John Calvin Commentary Psalms 92:12

John Calvin Commentary

Psalms 92:12

1509–1564
Protestant
John Calvin
John Calvin

John Calvin Commentary

Psalms 92:12

1509–1564
Protestant
SCRIPTURE

"The righteous shall flourish like the palm-tree: He shall grow like a cedar in Lebanon." — Psalms 92:12 (ASV)

The righteous shall flourish like the palm-tree. He now passes to the consideration of another general truth: that though God may discipline His people with many trials, subject them to hardships, and cause them to experience privations, He will eventually show that He had not forgotten them. We need not be surprised that the Psalmist insists so explicitly and carefully on this point, as nothing is more difficult than for the saints of God to maintain hope of being raised up and delivered when they have been reduced almost to the state of the dead, and it does not appear how they can live.

Some think the cedar is mentioned for its fragrance, and the palm for the sweetness of its fruit; but this is too subtle a meaning to attach to the words. The meaning seems simply to be that though the righteous may appear for a time to be withered, or to have been cut down, they will again spring up with renewed vigor, and flourish as well and as beautifully in the Church of God as the stateliest trees on Lebanon.

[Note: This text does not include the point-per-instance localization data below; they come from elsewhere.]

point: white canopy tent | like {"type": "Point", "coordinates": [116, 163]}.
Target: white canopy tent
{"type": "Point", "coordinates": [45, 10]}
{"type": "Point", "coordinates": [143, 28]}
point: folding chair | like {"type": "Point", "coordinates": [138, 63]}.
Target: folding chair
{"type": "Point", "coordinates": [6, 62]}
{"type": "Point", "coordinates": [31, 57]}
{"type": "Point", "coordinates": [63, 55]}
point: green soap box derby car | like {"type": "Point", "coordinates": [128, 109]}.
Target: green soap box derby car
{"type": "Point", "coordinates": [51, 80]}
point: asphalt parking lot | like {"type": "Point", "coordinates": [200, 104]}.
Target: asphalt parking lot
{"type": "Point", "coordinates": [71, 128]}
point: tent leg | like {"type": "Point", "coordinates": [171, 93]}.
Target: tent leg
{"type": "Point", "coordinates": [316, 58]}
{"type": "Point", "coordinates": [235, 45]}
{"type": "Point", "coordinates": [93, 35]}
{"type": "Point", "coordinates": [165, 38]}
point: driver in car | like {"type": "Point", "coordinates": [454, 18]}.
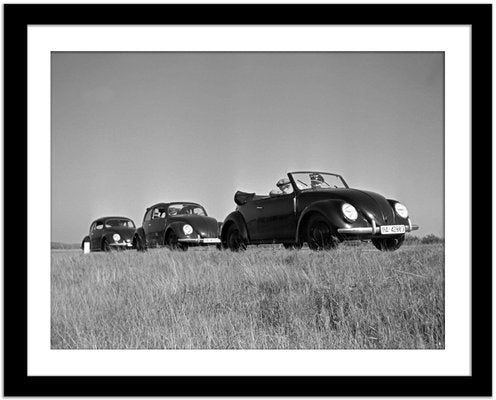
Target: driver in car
{"type": "Point", "coordinates": [283, 187]}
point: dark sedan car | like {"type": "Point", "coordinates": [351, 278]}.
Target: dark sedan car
{"type": "Point", "coordinates": [108, 233]}
{"type": "Point", "coordinates": [317, 208]}
{"type": "Point", "coordinates": [177, 226]}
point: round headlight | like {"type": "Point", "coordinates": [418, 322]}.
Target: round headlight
{"type": "Point", "coordinates": [187, 229]}
{"type": "Point", "coordinates": [401, 210]}
{"type": "Point", "coordinates": [349, 212]}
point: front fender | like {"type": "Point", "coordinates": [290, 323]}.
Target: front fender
{"type": "Point", "coordinates": [329, 209]}
{"type": "Point", "coordinates": [175, 227]}
{"type": "Point", "coordinates": [234, 218]}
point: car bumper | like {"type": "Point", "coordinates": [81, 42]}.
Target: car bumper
{"type": "Point", "coordinates": [199, 240]}
{"type": "Point", "coordinates": [373, 230]}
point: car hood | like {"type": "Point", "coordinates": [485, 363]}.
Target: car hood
{"type": "Point", "coordinates": [125, 232]}
{"type": "Point", "coordinates": [369, 204]}
{"type": "Point", "coordinates": [204, 226]}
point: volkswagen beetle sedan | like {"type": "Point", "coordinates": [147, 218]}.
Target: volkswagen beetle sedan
{"type": "Point", "coordinates": [317, 208]}
{"type": "Point", "coordinates": [177, 226]}
{"type": "Point", "coordinates": [108, 233]}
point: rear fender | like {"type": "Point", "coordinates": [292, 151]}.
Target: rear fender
{"type": "Point", "coordinates": [234, 218]}
{"type": "Point", "coordinates": [328, 209]}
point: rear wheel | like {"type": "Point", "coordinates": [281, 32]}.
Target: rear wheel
{"type": "Point", "coordinates": [235, 241]}
{"type": "Point", "coordinates": [173, 243]}
{"type": "Point", "coordinates": [388, 244]}
{"type": "Point", "coordinates": [319, 234]}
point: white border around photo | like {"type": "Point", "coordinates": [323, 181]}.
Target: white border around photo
{"type": "Point", "coordinates": [454, 41]}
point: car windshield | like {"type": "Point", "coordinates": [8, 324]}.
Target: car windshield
{"type": "Point", "coordinates": [119, 222]}
{"type": "Point", "coordinates": [186, 209]}
{"type": "Point", "coordinates": [318, 180]}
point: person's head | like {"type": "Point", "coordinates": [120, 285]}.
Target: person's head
{"type": "Point", "coordinates": [316, 180]}
{"type": "Point", "coordinates": [283, 184]}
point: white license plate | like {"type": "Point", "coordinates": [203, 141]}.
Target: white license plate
{"type": "Point", "coordinates": [392, 229]}
{"type": "Point", "coordinates": [211, 240]}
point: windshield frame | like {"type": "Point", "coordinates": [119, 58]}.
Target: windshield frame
{"type": "Point", "coordinates": [297, 189]}
{"type": "Point", "coordinates": [189, 204]}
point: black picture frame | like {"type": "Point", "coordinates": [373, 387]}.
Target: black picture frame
{"type": "Point", "coordinates": [17, 17]}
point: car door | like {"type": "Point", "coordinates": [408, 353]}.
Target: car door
{"type": "Point", "coordinates": [156, 226]}
{"type": "Point", "coordinates": [276, 219]}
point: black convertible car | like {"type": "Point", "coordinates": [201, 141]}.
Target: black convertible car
{"type": "Point", "coordinates": [177, 226]}
{"type": "Point", "coordinates": [108, 233]}
{"type": "Point", "coordinates": [318, 208]}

The expression used—planted in the house of the Lord—gives the reason for their vigorous growth; nor does it mean that they merely have a place there (which can be said even of hypocrites), but that they are firmly fixed and deeply rooted in it, so that they are united to God.

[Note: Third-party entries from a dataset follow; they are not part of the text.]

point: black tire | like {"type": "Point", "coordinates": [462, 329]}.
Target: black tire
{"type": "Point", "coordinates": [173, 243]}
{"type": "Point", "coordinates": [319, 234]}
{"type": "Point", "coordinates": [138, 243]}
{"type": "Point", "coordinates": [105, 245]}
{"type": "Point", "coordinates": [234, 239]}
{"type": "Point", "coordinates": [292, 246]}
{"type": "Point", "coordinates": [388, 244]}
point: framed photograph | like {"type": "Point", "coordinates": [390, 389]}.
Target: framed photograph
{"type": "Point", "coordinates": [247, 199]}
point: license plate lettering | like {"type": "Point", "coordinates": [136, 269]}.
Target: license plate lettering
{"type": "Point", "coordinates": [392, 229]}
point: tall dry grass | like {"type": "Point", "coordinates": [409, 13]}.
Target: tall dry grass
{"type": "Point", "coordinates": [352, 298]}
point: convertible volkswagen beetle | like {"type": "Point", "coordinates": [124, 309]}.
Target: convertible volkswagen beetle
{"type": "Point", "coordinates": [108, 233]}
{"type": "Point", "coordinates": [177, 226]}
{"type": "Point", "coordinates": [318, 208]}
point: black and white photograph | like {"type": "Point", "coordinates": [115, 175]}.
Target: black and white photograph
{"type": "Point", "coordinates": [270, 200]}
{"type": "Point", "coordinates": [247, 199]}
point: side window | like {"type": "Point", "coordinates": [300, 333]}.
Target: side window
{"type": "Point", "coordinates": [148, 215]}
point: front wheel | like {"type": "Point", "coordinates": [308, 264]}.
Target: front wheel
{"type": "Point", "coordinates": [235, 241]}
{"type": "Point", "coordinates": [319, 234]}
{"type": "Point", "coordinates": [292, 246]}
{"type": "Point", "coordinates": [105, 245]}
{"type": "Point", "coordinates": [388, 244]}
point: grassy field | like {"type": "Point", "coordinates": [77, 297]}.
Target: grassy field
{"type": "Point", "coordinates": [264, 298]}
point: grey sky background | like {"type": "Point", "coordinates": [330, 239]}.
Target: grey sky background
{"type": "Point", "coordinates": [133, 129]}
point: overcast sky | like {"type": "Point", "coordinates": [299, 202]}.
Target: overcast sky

The Psalmist speaks of the courts of the Lord, because only the priests were allowed to enter the holy place; the people worshipped in the court. By those who are planted in the Church he means those who are united to God in real and sincere attachment, and implies that their prosperity cannot be of a changeable and fluctuating nature, because it is not founded on anything in the world.

Indeed, we cannot doubt that whatever has its root and is founded in the sanctuary must continue to flourish and share in a life that is spiritual and everlasting. It is in this sense that he speaks of their still budding forth, and being fat, even in old age, when natural vitality is generally dried up.

This language means that they are exempt from the ordinary human lot and have a life that is removed from the common law of nature.

Thus, Jacob, speaking of the great renovation that should take place in the Church, mentions that at that happy period, one who was a hundred years old would be like a child. He means that although old age naturally leads to death, and someone who has lived a hundred years is on its very brink, yet in the kingdom of Christ, a man entering a new century would be considered as merely in his childhood, just starting life. This can only be true in the sense that after death we have another existence in heaven.